Warning

You are reading the documentation related to the development version. Go here if you are looking for the documentation of the stable release.

Partial Least Squares Regression (PLSRegression)

[1]:
import spectrochempy as scp
  SpectroChemPy's API - v.0.6.9.dev9
© Copyright 2014-2024 - A.Travert & C.Fernandez @ LCS

Introduction

PLSRegression (standing for Partial Least Squares regression ) is a statistical method to estimate \(n \times l\) dependant or predicted variables \(Y\) from \(n \times m\) explanatory or observed variables \(X\) by projecting both of them on new spaces spanned by \(k\) latent variables, according to the master equations :

\[X = S_X L_X^T + E_X\]
\[Y = S_Y L_Y^T + E_Y\]
\[S_X, S_y = \textrm{argmax}_{S_X, S_Y}(\textrm{cov}(S_X, S_Y))\]
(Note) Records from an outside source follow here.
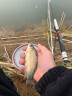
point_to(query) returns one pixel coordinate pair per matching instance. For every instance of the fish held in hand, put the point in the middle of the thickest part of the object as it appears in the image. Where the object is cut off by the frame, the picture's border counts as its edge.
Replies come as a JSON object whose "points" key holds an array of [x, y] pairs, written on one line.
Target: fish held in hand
{"points": [[31, 61]]}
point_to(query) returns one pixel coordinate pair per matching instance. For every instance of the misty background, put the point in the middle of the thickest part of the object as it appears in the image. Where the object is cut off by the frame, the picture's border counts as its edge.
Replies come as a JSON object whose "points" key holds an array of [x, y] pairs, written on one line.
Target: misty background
{"points": [[19, 12]]}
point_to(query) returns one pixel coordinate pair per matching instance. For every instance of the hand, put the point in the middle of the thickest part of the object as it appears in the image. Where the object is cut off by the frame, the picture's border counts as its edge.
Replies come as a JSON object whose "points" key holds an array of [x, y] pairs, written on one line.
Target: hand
{"points": [[45, 61]]}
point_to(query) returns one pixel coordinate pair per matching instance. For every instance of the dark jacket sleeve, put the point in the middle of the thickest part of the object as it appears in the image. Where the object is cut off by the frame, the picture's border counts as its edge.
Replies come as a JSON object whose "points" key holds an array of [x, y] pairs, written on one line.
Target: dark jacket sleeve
{"points": [[56, 82], [7, 87]]}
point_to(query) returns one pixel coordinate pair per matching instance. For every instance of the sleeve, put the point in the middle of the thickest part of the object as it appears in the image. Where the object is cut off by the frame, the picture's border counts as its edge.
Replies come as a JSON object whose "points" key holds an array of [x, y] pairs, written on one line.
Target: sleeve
{"points": [[7, 87], [56, 82]]}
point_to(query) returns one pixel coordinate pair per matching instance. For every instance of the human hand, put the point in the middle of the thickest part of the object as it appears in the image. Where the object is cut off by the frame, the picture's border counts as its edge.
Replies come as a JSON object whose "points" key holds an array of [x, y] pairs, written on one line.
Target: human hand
{"points": [[45, 61]]}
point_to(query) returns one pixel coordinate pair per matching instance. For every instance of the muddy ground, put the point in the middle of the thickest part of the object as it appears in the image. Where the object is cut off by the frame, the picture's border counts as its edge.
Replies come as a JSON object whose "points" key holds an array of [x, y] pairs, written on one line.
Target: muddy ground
{"points": [[19, 81]]}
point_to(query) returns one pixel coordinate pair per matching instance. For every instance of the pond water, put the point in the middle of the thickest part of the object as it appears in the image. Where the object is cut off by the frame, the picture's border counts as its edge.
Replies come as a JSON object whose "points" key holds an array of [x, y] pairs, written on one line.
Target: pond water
{"points": [[19, 12]]}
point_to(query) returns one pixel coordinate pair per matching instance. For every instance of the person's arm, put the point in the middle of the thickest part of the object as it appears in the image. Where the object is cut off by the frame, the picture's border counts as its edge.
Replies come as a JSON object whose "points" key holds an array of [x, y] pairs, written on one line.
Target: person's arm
{"points": [[51, 80], [7, 87], [56, 82]]}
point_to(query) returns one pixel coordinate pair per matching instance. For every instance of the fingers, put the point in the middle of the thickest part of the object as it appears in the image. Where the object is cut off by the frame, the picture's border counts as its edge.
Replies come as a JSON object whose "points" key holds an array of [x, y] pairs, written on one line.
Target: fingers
{"points": [[22, 69], [22, 56], [24, 48], [21, 62]]}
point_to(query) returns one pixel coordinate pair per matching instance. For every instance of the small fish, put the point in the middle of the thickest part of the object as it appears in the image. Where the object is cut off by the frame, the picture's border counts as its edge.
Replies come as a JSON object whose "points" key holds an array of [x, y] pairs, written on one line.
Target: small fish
{"points": [[30, 64]]}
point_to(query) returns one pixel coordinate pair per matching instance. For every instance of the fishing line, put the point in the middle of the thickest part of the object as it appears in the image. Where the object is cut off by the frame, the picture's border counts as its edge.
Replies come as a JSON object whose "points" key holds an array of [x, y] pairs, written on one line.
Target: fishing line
{"points": [[55, 32], [50, 26], [58, 33]]}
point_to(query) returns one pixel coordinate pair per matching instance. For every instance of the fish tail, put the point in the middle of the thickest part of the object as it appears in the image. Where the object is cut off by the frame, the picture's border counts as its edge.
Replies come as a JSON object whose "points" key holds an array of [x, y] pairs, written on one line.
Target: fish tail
{"points": [[30, 82]]}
\(S_X\) and \(S_Y\) are \(n \times k\) matrices often called score matrices, and \(L_X^T\) and \(L_Y^T\) are, respectively, \(k \times l\) and \(k \times m\) loading matrices. Matrices \(E_X\) and \(E_Y\) are the error terms or residuals. As indicated by the third equation, the decompositions of \(X\) and \(Y\) are made to maximise the covariance of the score matrices.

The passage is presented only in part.